Мужчины обмениваются быстрыми взглядами, в которых сквозит непонимание, смешанное с возмущением.
— Куриные, — уточняю, чтобы снять все вопросы. И возникшее напряжение.
— В дефиците, — отвечает Феликс, — но есть.
Так и подмывает сказать, что я не сомневалась, но благоразумно молчу, потому что жизнь у меня одна.
— Надеюсь, ты не собираешься кормить нас яичницей, — заносчиво предупреждает Аверин.
Забиваю в гугле нужный рецепт и демонстративно вывожу на экран пошаговые фото.
— Яйца бенедикт с лососем, — объявляю можно сказать даже торжественно.
И пусть только попробуют сказать, что это «у них», а не «у нас». Я голодная как волк.
Зато мужчины заметно оживляются.
Что за странные создания? Накорми вкусно и бери голыми руками...
— С лососем напряг, детка, — скалится Феликс. — Есть козлятина, но она протухла.
Смотрю на мужчин с сомнением.
— Чего задумалась? — интересуется Аверин.
— Ясно, что бенедикт с тухлой козлятиной не то блюдо, которое спасет мне жизнь, — отвечаю после недолгой паузы. — Но звучит заманчиво.
Милана
Это правда, он в нее влюбился.
Я так надеялась, что мне показалось, но мои надежды рассеялись как утренняя дымка над Индийским океаном.
Феликс полдня проторчал у нас в кухне. Они с Евой мило щебетали, пока я доваривала суп.
Уже даже не притворялась, что подглядываю в телефон — все равно на меня никто не смотрел. Да и рецепта никакого не было. Бросала все, что нашла.
Нашла немного — несколько сморщенных картофелин, рис, лук-порей. Долговязый принес ящик тушенки. И конечно бананы.
Здесь их полно, какие хочешь. Я подумала и добавила в суп зеленые, вместо картошки. Очень правильно добавила, бананы со своей ролью справились превосходно.
В отличие от меня.
Свою роль я полностью провалила.
Светлана — роковая женщина, она бы влюбила в себя Феликса в два счета. Я нисколько в этом не сомневаюсь. Он на Еву бы и не посмотрел.
Но я совсем другое.
Я не умею так смотреть, как Лана. Так обольстительно улыбаться.
У Евы это выглядит пошло. У Светланы выходило по-королевски. Мне уже почти жаль, что ее здесь нет, она бы точно сумела поставить на место эту лахудру.
А Феликсу, получается, в самый раз...
Пока влюбленные воркуют на улице, наливаю в металлическую миску суп и отставляю в сторону. Пусть немного остынет. А я пока напишу список продуктов, которые надо... что?
Купить? Украсть? Раздобыть?
Не знаю, передо мной никто не отчитывался. Но мое дело написать, а где они их возьмут, меня не касается.
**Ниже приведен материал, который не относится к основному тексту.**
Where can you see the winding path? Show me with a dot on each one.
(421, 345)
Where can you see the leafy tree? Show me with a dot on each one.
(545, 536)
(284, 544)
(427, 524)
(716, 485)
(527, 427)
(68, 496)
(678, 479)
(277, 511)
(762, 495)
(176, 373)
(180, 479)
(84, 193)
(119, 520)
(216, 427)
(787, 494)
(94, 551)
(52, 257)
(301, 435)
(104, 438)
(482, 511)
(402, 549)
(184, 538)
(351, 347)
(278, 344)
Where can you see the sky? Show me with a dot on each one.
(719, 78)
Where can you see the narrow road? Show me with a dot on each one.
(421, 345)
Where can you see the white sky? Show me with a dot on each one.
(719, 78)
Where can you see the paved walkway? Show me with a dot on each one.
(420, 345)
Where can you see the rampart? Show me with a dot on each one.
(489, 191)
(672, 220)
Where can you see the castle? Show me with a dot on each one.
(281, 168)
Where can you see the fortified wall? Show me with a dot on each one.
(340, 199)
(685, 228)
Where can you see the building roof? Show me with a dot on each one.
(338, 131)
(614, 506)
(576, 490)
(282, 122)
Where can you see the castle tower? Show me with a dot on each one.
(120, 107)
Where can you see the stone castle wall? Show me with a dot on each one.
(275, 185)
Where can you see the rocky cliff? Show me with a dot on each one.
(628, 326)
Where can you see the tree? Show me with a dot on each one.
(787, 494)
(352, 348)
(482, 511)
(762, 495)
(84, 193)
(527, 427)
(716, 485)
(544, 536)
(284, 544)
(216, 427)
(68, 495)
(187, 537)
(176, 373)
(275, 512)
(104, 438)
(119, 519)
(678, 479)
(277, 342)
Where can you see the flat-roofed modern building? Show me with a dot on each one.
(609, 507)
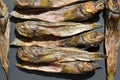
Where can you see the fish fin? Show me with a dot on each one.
(48, 68)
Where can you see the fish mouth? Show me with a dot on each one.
(114, 6)
(22, 29)
(94, 37)
(23, 55)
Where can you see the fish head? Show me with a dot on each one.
(24, 29)
(24, 55)
(114, 6)
(93, 7)
(94, 37)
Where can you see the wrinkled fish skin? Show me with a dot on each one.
(111, 39)
(76, 67)
(63, 29)
(46, 55)
(86, 40)
(4, 36)
(79, 12)
(44, 3)
(114, 6)
(3, 9)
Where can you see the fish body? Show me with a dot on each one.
(111, 39)
(48, 55)
(63, 29)
(4, 35)
(44, 3)
(86, 40)
(79, 12)
(76, 67)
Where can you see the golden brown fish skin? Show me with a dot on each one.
(63, 29)
(77, 67)
(111, 38)
(46, 55)
(44, 3)
(114, 6)
(3, 9)
(79, 12)
(4, 36)
(86, 40)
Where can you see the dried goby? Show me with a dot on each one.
(81, 11)
(114, 6)
(63, 29)
(44, 3)
(112, 36)
(77, 67)
(4, 35)
(85, 40)
(35, 54)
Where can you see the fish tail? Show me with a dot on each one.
(99, 56)
(5, 67)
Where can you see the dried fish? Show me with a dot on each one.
(44, 3)
(76, 67)
(47, 55)
(87, 40)
(114, 6)
(81, 11)
(63, 29)
(4, 35)
(111, 39)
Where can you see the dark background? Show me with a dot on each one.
(20, 74)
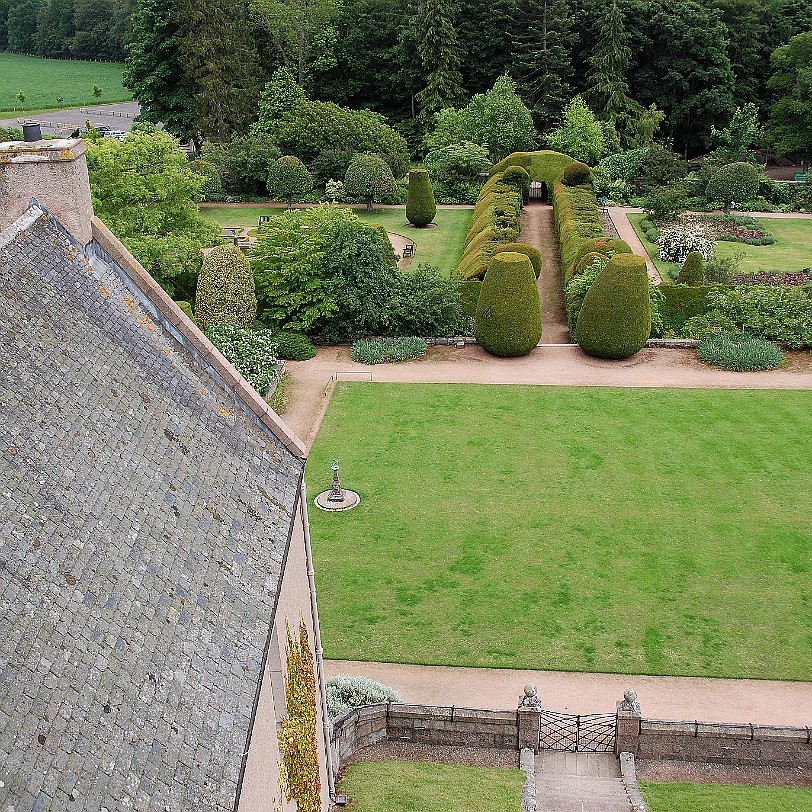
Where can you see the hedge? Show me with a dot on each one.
(420, 206)
(495, 222)
(615, 318)
(544, 165)
(533, 254)
(577, 221)
(508, 315)
(225, 289)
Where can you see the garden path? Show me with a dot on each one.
(742, 701)
(724, 700)
(538, 230)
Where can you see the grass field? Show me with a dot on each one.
(568, 528)
(43, 81)
(791, 252)
(725, 798)
(422, 787)
(441, 246)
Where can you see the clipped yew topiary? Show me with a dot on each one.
(693, 270)
(508, 314)
(288, 178)
(615, 319)
(529, 251)
(420, 205)
(576, 174)
(225, 289)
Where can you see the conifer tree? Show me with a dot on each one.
(440, 53)
(542, 63)
(608, 91)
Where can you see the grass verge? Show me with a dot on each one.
(568, 528)
(423, 787)
(44, 81)
(683, 797)
(440, 246)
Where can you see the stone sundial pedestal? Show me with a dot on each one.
(337, 498)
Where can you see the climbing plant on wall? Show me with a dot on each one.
(297, 740)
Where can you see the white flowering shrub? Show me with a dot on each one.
(251, 352)
(677, 241)
(344, 693)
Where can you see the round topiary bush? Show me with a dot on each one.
(533, 254)
(740, 353)
(693, 270)
(615, 319)
(288, 179)
(225, 289)
(508, 314)
(576, 174)
(420, 205)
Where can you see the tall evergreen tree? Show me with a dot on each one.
(608, 91)
(440, 53)
(221, 65)
(155, 70)
(542, 57)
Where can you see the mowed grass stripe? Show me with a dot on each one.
(619, 530)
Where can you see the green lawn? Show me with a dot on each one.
(440, 246)
(423, 787)
(792, 250)
(725, 798)
(43, 81)
(568, 528)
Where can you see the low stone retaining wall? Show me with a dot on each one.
(423, 724)
(736, 745)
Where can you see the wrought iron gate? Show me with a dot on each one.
(585, 733)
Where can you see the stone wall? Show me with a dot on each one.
(735, 745)
(425, 724)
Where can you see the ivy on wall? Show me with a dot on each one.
(297, 740)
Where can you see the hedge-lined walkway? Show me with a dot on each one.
(538, 230)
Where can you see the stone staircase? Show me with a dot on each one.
(579, 782)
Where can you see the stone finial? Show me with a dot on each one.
(531, 699)
(629, 703)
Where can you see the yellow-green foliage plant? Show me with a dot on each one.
(508, 314)
(615, 319)
(533, 254)
(225, 289)
(297, 739)
(420, 206)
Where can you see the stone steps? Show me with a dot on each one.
(579, 782)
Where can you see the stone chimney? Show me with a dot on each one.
(53, 172)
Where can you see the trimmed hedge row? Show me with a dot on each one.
(578, 223)
(544, 165)
(495, 222)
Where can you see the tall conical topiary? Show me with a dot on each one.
(693, 270)
(508, 314)
(615, 319)
(225, 289)
(420, 205)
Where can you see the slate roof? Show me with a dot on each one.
(144, 517)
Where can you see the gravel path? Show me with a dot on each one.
(538, 230)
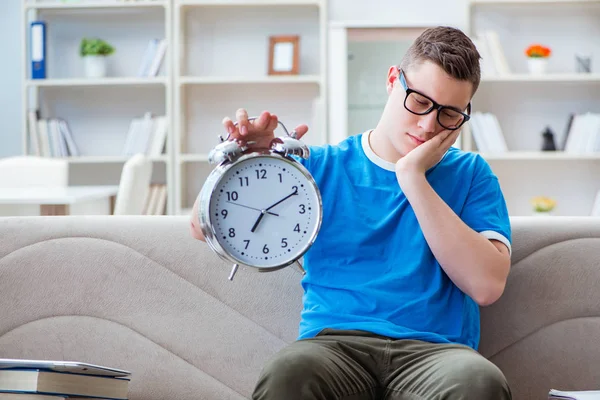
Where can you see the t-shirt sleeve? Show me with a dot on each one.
(485, 208)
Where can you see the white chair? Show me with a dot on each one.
(133, 186)
(33, 171)
(28, 172)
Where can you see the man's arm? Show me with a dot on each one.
(477, 265)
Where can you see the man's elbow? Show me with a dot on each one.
(490, 294)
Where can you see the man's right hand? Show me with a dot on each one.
(261, 131)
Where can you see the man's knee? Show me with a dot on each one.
(286, 374)
(475, 377)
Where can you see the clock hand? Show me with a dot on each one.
(251, 208)
(295, 192)
(262, 214)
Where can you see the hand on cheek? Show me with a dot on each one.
(425, 156)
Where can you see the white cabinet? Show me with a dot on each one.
(221, 64)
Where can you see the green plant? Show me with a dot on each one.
(95, 47)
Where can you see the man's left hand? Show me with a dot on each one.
(425, 156)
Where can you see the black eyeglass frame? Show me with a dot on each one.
(434, 104)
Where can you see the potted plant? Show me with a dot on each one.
(543, 205)
(537, 58)
(94, 52)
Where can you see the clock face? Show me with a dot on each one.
(265, 211)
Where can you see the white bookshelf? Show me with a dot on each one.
(220, 66)
(99, 111)
(87, 5)
(526, 104)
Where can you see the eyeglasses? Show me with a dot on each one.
(417, 103)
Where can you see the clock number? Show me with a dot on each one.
(232, 196)
(261, 174)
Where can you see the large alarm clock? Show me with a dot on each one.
(260, 208)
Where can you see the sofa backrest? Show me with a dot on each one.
(138, 293)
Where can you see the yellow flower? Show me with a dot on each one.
(543, 204)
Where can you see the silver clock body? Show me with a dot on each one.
(271, 220)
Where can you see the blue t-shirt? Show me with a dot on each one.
(370, 267)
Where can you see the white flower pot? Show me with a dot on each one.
(537, 65)
(95, 66)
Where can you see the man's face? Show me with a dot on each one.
(405, 130)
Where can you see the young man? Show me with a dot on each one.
(415, 237)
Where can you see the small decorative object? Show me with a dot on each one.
(284, 54)
(583, 63)
(537, 58)
(94, 52)
(548, 143)
(543, 205)
(260, 207)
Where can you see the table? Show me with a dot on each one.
(56, 200)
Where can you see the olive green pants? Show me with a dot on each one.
(358, 365)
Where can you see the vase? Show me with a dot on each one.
(95, 66)
(537, 65)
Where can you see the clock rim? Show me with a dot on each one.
(206, 195)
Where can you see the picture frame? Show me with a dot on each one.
(284, 54)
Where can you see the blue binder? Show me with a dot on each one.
(38, 50)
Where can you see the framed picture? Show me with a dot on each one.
(284, 53)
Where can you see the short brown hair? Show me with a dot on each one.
(450, 49)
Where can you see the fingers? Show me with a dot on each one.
(301, 130)
(242, 117)
(229, 126)
(263, 121)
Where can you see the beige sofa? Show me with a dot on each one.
(138, 293)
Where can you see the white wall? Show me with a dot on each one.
(10, 77)
(393, 12)
(401, 12)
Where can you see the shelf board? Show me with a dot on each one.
(193, 158)
(84, 4)
(541, 156)
(220, 80)
(97, 82)
(531, 2)
(250, 3)
(550, 77)
(107, 159)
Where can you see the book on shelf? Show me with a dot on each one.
(574, 395)
(153, 58)
(156, 200)
(487, 133)
(493, 60)
(582, 135)
(50, 137)
(146, 135)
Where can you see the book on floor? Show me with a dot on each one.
(574, 395)
(64, 383)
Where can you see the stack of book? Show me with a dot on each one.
(574, 395)
(55, 380)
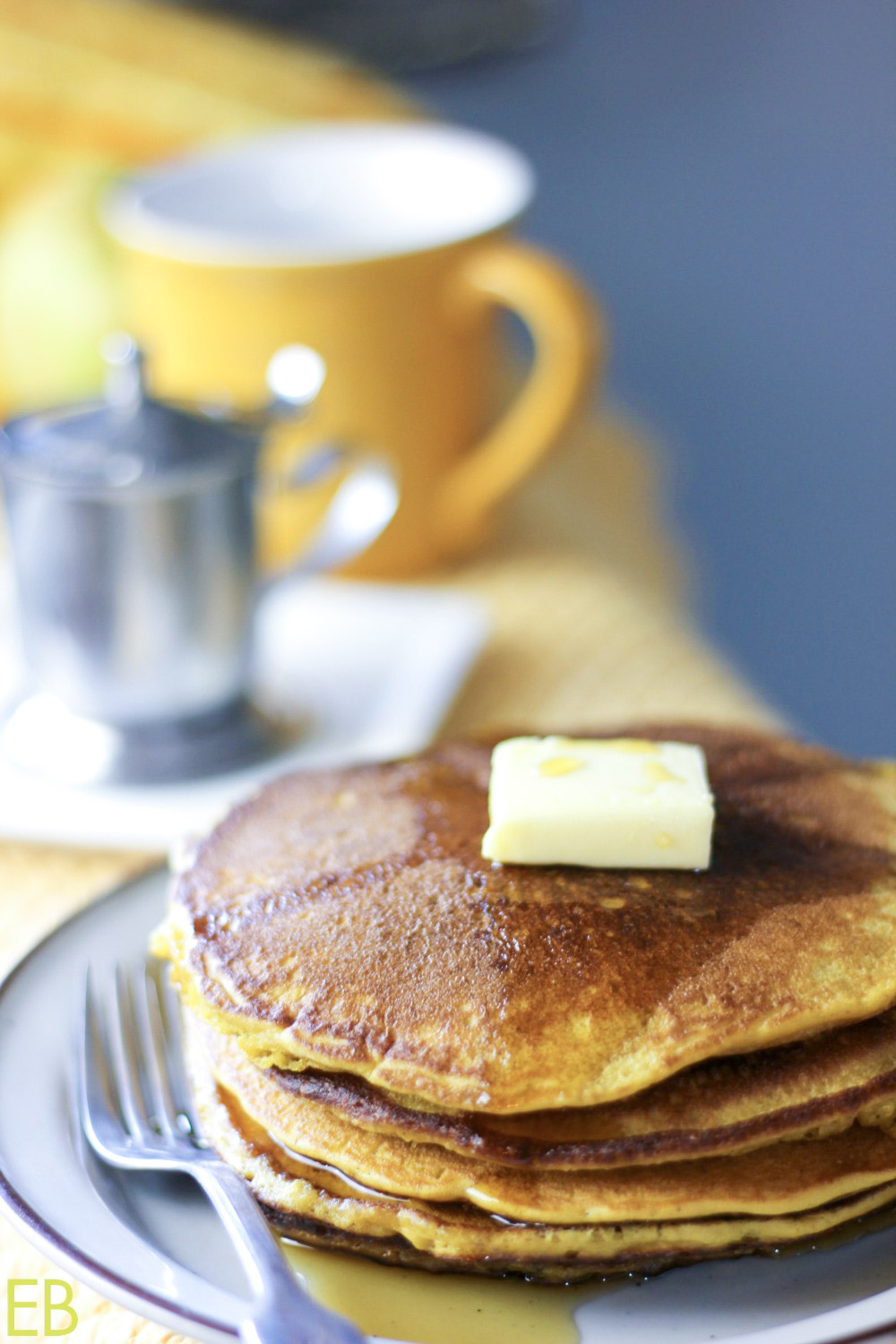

С неприязнью кошусь на раскрытую дверь — Феликс с Евой захотели покурить, и я выгнала их из кухни.
Терпеть не могу, когда сигаретным дымом пропитываются одежда и волосы. Приходится потом голову мыть и сушиться на солнце.
На удивление у нас есть душ. И вообще с пресной водой нет проблем, потому что Феликс установил возле дома опреснительную установку.
Наверное у него в доме и ванна есть. Еще немного, и он свою Еву в дом заберет.
Что ж, жаль, что я влюбилась в такого нетребовательного мужчину...
Стоп, влюбилась? Да ничего подобного! Это меня просто клонит в сон, я не высыпаюсь. Я уже говорила — пыль, жара, гул ветра. С утра крики рыбаков и собачий лай...
— Лана, Лана! — доносится сквозь вату в ушах. — Что с тобой?
Вату? Какую вату?
Открываю глаза. Я сижу на полу, обняв корзину с бананами, и сплю. Возле меня на коленях стоит Феликс и трясет меня за плечи. В его глазах читается неподдельная тревога.
Из-за широкого рельефного плеча выглядывает Ева. Она нисколько не перепугана, скорее, недовольна, что пришлось отвлечься.
Может, они как раз целовались, а тут я? Захрапела, например.
Я вообще-то не храплю, но вполне могла начать. На нервной почве...
— Я же говорила тебе, что она спит! — фыркает Ева.
— Мало что ты говорила, — как-то не очень приветливо для влюбленного отвечает Феликс.
Ну да ладно. Мне то что. Я уже приняла решение выбросить его из головы.
Но все равно приятно...
— Хватит меня трясти, — пробую отодрать от своих плеч его руки. Получается с трудом.
— Лана, посмотри на меня, — Феликс тут же обхватывает ладонями мое лицо, — тебе плохо? Говори!
Хоть я и понимаю, что он больше беспокоится о деньгах, которые Ланин отец за меня заплатит, но где-то в глубине души живет робкая надежда, что его немного заботит моя персона...
— Она не спит почти, — вмешивается Ева, и мне снова кажется, что мои уши набиты ватой. — Сил никаких нет, крутится всю ночь. Сама не спит, и мне не дает.
Пока Феликс слушает Еву, я обнимаю свою корзину и пристраиваю голову на бананах. Так, чтобы было удобнее. Но все мои попытки пресекает Феликс.
Снова хватает за плечи и встряхивает.
— Да хватит же меня трясти, — бормочу протестующе, — я тебе не шейкер.
— Почему ты не говоришь, что не высыпаешься?
— А если скажу, ты вернешь меня на лайнер?
Феликс замолкает, и я укладываюсь на бананы.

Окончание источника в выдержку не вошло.